Webster & Bennet supplied machinery capable of machining horn blocks
and wedges. Archdale & Co. supplied a special attachment for milling
ports in piston valve liners. Contributors to the discussion were H.
Kelway-Bamber (448-9); N. Marryat (BB&CIR) who asked a question about
power drives and E.A. Phillipson (LNER, Stratford) who asserted the horsepower
requirements for machine tool drives needed to be adjusted.
Wickham, R.G. (Paper No. 187)
The vacuum automatic brake. 466-72. Disc.: 473-6.

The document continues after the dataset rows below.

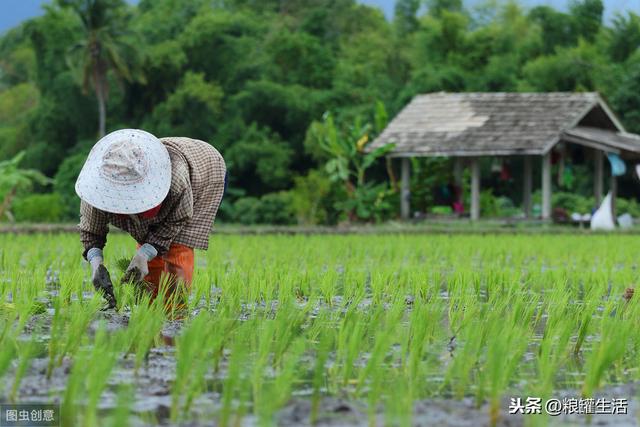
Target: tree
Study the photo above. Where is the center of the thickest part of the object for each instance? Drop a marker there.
(404, 17)
(587, 17)
(104, 47)
(14, 179)
(625, 36)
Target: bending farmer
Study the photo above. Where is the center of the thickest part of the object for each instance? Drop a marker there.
(164, 192)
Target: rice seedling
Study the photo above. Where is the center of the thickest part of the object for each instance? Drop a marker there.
(383, 322)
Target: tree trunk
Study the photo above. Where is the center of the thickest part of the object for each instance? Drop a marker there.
(102, 113)
(6, 203)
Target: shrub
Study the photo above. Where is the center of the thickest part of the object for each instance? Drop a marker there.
(272, 208)
(39, 208)
(309, 197)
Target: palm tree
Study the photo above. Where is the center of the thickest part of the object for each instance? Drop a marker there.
(106, 45)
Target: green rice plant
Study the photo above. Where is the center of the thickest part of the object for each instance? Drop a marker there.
(100, 362)
(193, 348)
(233, 383)
(120, 415)
(610, 348)
(145, 324)
(322, 354)
(26, 351)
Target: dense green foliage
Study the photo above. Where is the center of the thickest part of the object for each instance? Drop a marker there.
(252, 77)
(383, 323)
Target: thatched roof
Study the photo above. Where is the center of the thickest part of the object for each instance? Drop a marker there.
(482, 124)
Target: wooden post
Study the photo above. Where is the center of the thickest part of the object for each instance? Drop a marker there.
(405, 194)
(475, 189)
(527, 187)
(546, 186)
(613, 187)
(457, 171)
(598, 176)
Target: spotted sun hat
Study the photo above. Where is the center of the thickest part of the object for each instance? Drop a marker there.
(128, 171)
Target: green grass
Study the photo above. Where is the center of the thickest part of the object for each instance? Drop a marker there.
(384, 320)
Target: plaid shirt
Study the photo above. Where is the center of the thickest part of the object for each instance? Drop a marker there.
(187, 213)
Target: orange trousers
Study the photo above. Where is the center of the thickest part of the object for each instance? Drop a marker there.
(175, 271)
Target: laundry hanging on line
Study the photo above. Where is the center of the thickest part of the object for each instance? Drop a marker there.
(617, 164)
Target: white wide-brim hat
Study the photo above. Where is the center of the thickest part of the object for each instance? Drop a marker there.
(127, 172)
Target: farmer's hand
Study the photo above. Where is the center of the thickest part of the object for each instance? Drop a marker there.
(100, 276)
(138, 267)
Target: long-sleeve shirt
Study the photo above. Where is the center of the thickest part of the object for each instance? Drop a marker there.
(186, 214)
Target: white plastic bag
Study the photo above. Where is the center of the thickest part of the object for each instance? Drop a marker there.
(625, 221)
(602, 219)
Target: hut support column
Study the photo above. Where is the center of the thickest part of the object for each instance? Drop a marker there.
(405, 194)
(527, 186)
(598, 176)
(546, 186)
(475, 189)
(613, 186)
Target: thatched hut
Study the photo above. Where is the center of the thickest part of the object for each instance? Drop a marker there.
(468, 126)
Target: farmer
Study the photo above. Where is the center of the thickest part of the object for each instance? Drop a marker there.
(164, 192)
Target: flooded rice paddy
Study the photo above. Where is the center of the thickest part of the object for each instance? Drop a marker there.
(329, 330)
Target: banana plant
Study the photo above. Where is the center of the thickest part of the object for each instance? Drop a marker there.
(14, 179)
(349, 161)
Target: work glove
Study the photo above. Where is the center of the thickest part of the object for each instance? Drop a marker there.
(139, 265)
(100, 276)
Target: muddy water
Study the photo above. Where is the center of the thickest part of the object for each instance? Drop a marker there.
(153, 381)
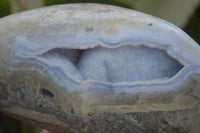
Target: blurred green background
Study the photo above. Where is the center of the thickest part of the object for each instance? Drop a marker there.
(183, 13)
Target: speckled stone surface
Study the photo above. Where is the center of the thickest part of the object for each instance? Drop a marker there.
(92, 68)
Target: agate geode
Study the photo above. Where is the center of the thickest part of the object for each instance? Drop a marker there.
(98, 68)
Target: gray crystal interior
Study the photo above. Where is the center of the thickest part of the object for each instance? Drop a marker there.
(126, 63)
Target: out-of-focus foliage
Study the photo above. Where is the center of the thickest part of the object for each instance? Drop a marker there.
(22, 5)
(4, 8)
(193, 26)
(180, 12)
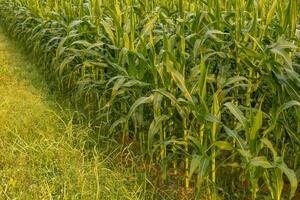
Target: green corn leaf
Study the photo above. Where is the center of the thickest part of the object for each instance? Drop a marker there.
(237, 113)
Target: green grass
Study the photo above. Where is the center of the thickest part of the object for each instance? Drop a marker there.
(192, 89)
(43, 155)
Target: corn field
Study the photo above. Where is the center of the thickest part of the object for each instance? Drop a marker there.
(207, 90)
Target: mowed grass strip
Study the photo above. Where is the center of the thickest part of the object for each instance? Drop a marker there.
(38, 158)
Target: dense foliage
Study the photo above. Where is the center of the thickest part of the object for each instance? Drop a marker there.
(201, 87)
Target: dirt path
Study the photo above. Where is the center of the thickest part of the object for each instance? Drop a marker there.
(41, 154)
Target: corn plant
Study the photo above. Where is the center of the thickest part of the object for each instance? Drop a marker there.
(199, 86)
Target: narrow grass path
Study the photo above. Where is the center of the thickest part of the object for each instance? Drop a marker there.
(41, 154)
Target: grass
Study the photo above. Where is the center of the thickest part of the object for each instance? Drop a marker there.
(43, 155)
(194, 88)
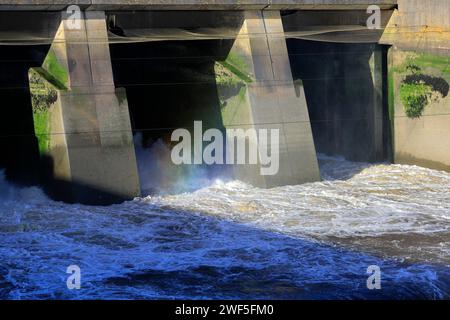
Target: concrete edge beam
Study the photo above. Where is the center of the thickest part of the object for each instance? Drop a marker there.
(48, 5)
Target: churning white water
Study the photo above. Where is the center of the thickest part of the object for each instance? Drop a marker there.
(232, 240)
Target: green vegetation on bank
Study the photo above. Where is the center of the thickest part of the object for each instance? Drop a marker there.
(43, 95)
(54, 72)
(425, 79)
(414, 97)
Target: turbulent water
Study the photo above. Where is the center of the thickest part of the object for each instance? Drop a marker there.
(231, 240)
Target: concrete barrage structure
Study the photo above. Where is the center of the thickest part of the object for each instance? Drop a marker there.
(273, 64)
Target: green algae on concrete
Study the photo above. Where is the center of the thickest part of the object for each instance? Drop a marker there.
(43, 96)
(55, 71)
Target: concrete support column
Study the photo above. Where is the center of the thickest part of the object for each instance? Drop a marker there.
(87, 138)
(261, 94)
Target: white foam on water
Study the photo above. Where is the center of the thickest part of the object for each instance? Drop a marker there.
(231, 240)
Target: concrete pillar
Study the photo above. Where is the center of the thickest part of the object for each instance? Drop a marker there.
(87, 138)
(257, 91)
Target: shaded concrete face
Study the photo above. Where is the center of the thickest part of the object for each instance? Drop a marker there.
(345, 88)
(192, 4)
(244, 83)
(84, 129)
(268, 99)
(19, 147)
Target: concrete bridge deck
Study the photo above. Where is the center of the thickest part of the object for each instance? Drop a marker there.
(51, 5)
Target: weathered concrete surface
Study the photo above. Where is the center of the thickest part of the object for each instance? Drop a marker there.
(265, 98)
(419, 33)
(194, 4)
(91, 145)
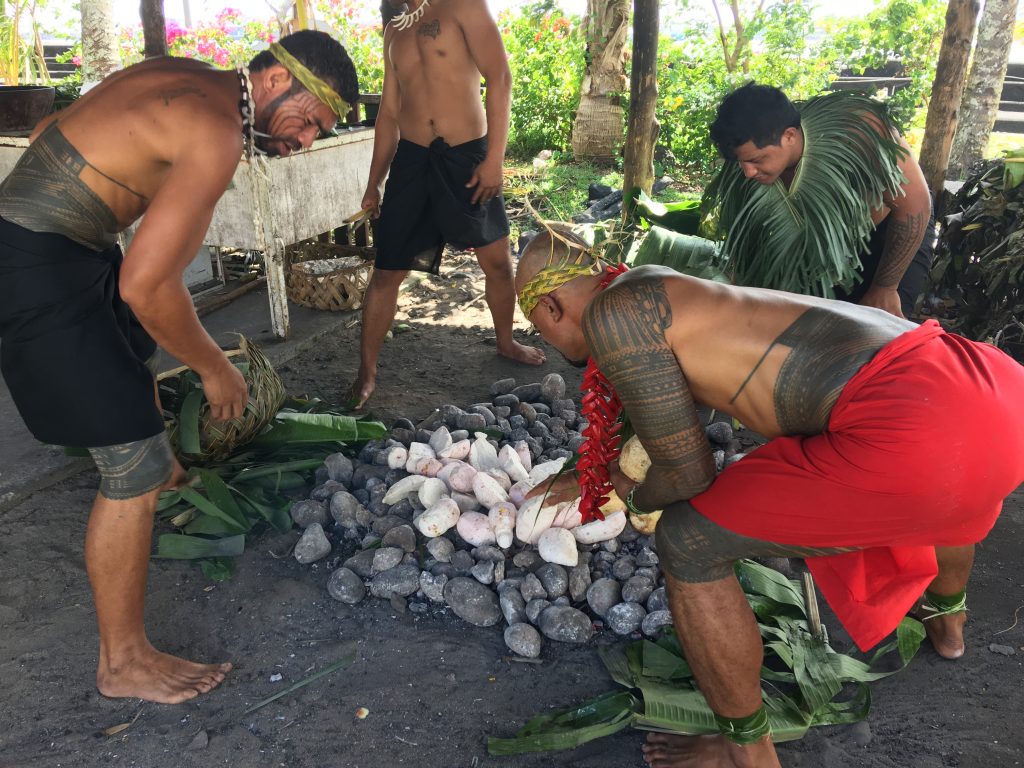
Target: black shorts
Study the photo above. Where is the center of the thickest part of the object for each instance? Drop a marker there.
(914, 279)
(73, 354)
(426, 205)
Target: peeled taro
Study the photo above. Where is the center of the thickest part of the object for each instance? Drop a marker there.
(511, 464)
(558, 546)
(488, 493)
(600, 530)
(432, 491)
(502, 519)
(437, 518)
(404, 487)
(475, 528)
(482, 455)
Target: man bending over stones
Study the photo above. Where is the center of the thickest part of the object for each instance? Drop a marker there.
(441, 152)
(875, 470)
(80, 324)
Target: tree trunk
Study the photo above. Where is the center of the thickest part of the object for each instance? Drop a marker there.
(99, 42)
(638, 169)
(154, 28)
(984, 85)
(947, 90)
(597, 132)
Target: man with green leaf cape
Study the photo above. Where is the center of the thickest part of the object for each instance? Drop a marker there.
(876, 469)
(821, 198)
(80, 322)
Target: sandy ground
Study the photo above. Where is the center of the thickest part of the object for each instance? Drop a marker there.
(434, 686)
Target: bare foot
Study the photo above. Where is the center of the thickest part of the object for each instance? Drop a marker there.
(522, 353)
(946, 633)
(670, 751)
(359, 392)
(159, 677)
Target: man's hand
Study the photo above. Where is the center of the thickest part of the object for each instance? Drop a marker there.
(487, 179)
(884, 298)
(226, 392)
(372, 201)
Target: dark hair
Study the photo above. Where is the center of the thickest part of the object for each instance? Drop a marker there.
(323, 55)
(754, 113)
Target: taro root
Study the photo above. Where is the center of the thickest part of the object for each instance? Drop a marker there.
(475, 528)
(438, 518)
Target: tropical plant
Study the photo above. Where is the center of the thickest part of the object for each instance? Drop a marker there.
(805, 238)
(546, 55)
(20, 60)
(363, 41)
(905, 32)
(980, 258)
(803, 679)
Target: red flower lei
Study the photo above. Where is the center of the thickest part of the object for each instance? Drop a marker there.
(601, 408)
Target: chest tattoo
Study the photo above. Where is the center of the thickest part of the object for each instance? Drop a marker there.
(430, 29)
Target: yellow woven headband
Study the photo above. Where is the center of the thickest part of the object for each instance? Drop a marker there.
(313, 84)
(550, 278)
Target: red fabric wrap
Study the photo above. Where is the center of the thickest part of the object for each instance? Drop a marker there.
(923, 445)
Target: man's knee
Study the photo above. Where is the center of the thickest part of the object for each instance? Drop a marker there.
(691, 548)
(133, 469)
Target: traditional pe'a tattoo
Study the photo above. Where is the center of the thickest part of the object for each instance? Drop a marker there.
(826, 349)
(133, 469)
(903, 238)
(626, 329)
(44, 193)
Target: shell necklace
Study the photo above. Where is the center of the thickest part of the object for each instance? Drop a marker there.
(247, 109)
(406, 19)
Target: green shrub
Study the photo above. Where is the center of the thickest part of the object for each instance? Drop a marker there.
(546, 55)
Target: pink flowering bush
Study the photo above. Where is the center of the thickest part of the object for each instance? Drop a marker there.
(227, 41)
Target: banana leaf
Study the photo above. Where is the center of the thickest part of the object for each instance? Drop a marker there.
(684, 253)
(682, 216)
(294, 427)
(181, 547)
(808, 238)
(663, 695)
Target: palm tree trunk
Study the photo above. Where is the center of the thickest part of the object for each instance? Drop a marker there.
(984, 85)
(99, 42)
(638, 169)
(154, 28)
(947, 91)
(597, 132)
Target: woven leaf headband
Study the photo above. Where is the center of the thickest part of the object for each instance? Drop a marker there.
(313, 84)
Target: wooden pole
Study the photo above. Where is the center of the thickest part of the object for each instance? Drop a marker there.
(99, 42)
(947, 90)
(154, 28)
(638, 168)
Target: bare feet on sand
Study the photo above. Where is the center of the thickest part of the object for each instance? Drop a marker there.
(522, 353)
(946, 633)
(670, 751)
(359, 392)
(158, 677)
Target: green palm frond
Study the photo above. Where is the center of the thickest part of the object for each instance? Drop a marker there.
(805, 682)
(808, 239)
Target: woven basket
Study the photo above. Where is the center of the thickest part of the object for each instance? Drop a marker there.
(217, 441)
(329, 275)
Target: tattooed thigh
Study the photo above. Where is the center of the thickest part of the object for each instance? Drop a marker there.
(133, 469)
(695, 550)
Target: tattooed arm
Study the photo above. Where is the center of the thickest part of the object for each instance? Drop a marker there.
(906, 227)
(625, 328)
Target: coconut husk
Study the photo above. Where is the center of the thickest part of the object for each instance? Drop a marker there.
(217, 441)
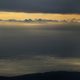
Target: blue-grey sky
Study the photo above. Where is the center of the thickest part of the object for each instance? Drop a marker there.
(43, 6)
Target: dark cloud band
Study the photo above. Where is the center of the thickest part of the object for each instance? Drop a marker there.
(43, 6)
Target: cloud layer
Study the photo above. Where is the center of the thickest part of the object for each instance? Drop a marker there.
(43, 6)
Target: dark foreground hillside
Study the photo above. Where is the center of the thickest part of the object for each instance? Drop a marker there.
(47, 76)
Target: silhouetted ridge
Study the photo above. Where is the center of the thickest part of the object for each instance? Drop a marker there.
(59, 75)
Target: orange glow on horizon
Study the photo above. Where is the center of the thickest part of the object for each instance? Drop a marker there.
(21, 15)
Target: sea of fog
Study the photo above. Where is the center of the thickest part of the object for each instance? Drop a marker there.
(25, 50)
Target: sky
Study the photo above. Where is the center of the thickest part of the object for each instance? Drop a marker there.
(21, 9)
(39, 50)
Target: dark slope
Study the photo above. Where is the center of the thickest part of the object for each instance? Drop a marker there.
(47, 76)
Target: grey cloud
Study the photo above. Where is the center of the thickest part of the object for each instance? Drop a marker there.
(41, 41)
(43, 6)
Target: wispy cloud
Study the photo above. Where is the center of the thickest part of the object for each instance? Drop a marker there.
(42, 6)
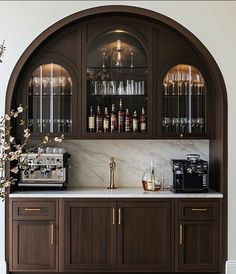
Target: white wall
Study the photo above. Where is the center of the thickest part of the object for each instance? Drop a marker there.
(213, 22)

Special Issue to mark Stockton & Darlington Railway Centenary Celebrations: contains non numbered papers, but does include contributions by A.R. Bennett (pp. 501-6) and a lecture by Warren. Bennett noted that the locomotives exhibited at Faverdale were alone worth in excess of £250,000 and that the stewards were helpful and that there was a lack of fuss. He did note some errors in the catalogue, however. He also noted his personal involvement with that of Professor A.C. Elliott and Sir Edward Reed to preserve a broad gauge locomotive in the Science Museum: North Star or Lord of the Isles were not broken up until 1906. He also refered to the absence of the Sharp Roberts 2-2-2 "preserved" at Stafford Road Works (but the Editor noted that this had been cut up in 1920). He condemned the unauthentic state of the "preserved" Canterbury & Whitstable locomotive Invicta. He also commented on hearing "Mackintosh" of the Caledonian Railway taking some credit in about 1903 for having nearly obliterated the outside cylinder on his railway...He noted the absence of the 0-6-0 type at the Centenary Celebrations; that Ramsbottom safety valves had been replaced by the Ross pop type and the emergence of Belpaire fireboxes and Walschaerts valve gear.